CAPE CANAVERAL, FL -- Mars appears to have flowing rivulets of water, at least in the summer, scientists reported Monday in a finding that boosts the odds of life on the red planet.
"Mars is not the dry, arid planet that we thought of in the past," said Jim Green, director of planetary science for NASA.
Scientists in 2008 confirmed the existence of frozen water on Mars. Now instruments aboard NASA's Mars Reconnaissance Orbiter have yielded what researchers said is the strongest evidence yet that water in liquid form trickles down certain Martian slopes.
And because liquid water is essential to life, the finding could have major implications for the possibility of microscopic life forms on Mars.

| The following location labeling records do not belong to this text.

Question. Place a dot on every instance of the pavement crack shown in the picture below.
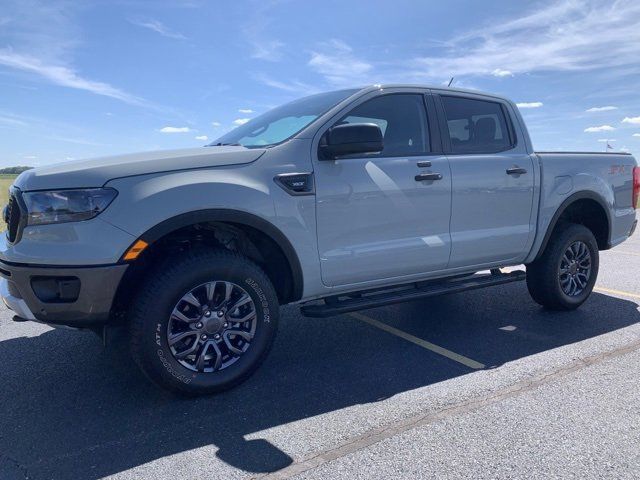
(15, 465)
(382, 433)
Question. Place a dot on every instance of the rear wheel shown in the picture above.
(564, 276)
(203, 321)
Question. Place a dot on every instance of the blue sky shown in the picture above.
(91, 78)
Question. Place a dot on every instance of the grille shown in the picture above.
(12, 218)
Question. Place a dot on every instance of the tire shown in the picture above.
(160, 310)
(549, 286)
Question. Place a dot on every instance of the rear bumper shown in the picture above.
(73, 296)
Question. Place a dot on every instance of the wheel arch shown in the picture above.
(599, 225)
(235, 219)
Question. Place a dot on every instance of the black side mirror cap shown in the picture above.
(352, 138)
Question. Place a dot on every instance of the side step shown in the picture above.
(362, 300)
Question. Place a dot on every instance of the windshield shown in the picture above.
(282, 122)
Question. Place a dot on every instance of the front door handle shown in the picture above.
(428, 176)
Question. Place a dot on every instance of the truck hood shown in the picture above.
(98, 171)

"It suggests that it would be possible for there to be life today on Mars," NASA's science mission chief, John Grunsfeld, said at a Washington news conference.
The rivulets - if that's what they are, since the evidence for their existence is indirect - are about 12 to 15 feet wide and 300 feet or more long, scientists said. They apparently consist of wet soil, not standing water, scientists said.

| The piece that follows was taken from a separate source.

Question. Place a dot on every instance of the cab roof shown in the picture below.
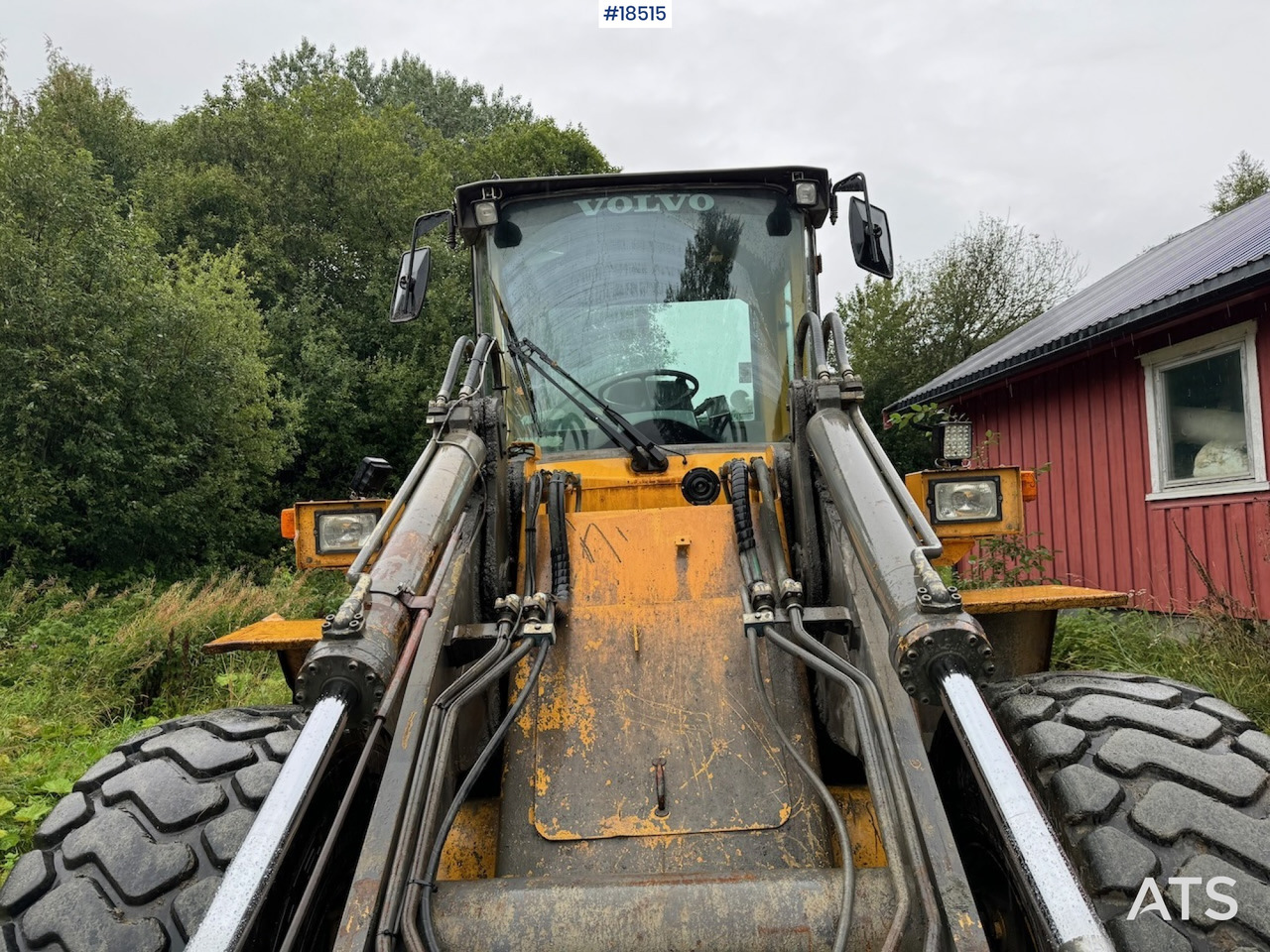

The water is believed to contain certain salts - not ordinary table salt, but magnesium perchlorate, magnesium chlorate and sodium perchlorate. Like road salt used to melt ice and snow on Earth, such compounds can prevent water from freezing at extremely low temperatures.
That would explain how water could exist in liquid form on Mars, which has an average temperature of minus 85 degrees Fahrenheit.
In addition to supporting life, the presence of liquid water could make things easier for astronauts visiting or living on Mars. Water could be used for drinking and for creating oxygen and rocket fuel. NASA's goal is to send humans there in the 2030s.
Michael Meyer, lead scientist for NASA's Mars exploration program, said the only definitive way for now to determine whether there's life on Mars is to collect rocks and soil for analysis on Earth - something a U.S. lander set for liftoff in 2020 will do.
"Water is one of the most precious resources necessary for a human mission to the red planet," Rep. Lamar Smith, R-Texas, chairman of the House science, space and technology committee, said in a statement. "The more evidence we find of it, the more encouraged I am for future Mars missions."
Alfred McEwen of the University of Arizona at Tucson, a scientist on the project, said he, for one, believes the possibility of life on Mars to be "very high."
The source of the briny water is a mystery. Scientists said it could be melting ice, an underground aquifer, water vapor from the thin Martian atmosphere, or some combination.
The evidence of flowing water consists largely of dark, narrow streaks on the surface that tend to appear and grow during the warmest Martian months and fade the rest of the year. The streaks are in places where the temperature is as low as 10 below zero.
The streaks were spotted by the Mars orbiter's high-resolution, telescopic camera, and another on-board instrument detected the chemical signature of salt compounds combined with water.
McEwen said that there appears to be a "significant volume" of water, speculating it could fill many Olympic swimming pools, but that it is spread thin.
Present-day Mars is nothing like ancient Mars. Three billion years ago, our most Earthlike neighbor had a huge ocean, but something radical happened, and exactly what remains a mystery.
The notion of water and life on Mars has been irresistible to earthlings for generations.
In 1877, Italian astronomer Giovanni Schiaparelli spied what he called "canali" on Mars - Italian for "channels" - but the word was mistranslated as "canals" in English, causing imaginations to run wild. In the early 1900s, amateur astronomer Percival Lowell claimed to have spotted irrigation canals and theorized they were built by Martians.
In 2008, NASA's Phoenix spacecraft landed on Mars and confirmed the long-suspected presence of ice in the soil. The Mars Reconnaissance Orbiter has been circling the planet since 2006.
The latest findings were published in the journal Nature Geoscience. The lead author, Lujendra Ojha, a doctoral candidate at Georgia Institute of Technology, first noticed the streaks on Mars in 2010. Ojha and colleagues speculated at the time that they were seeing flowing water.
For NASA, at least, the timing couldn't be better. This Friday, the NASA-approved movie "The Martian" has its premiere.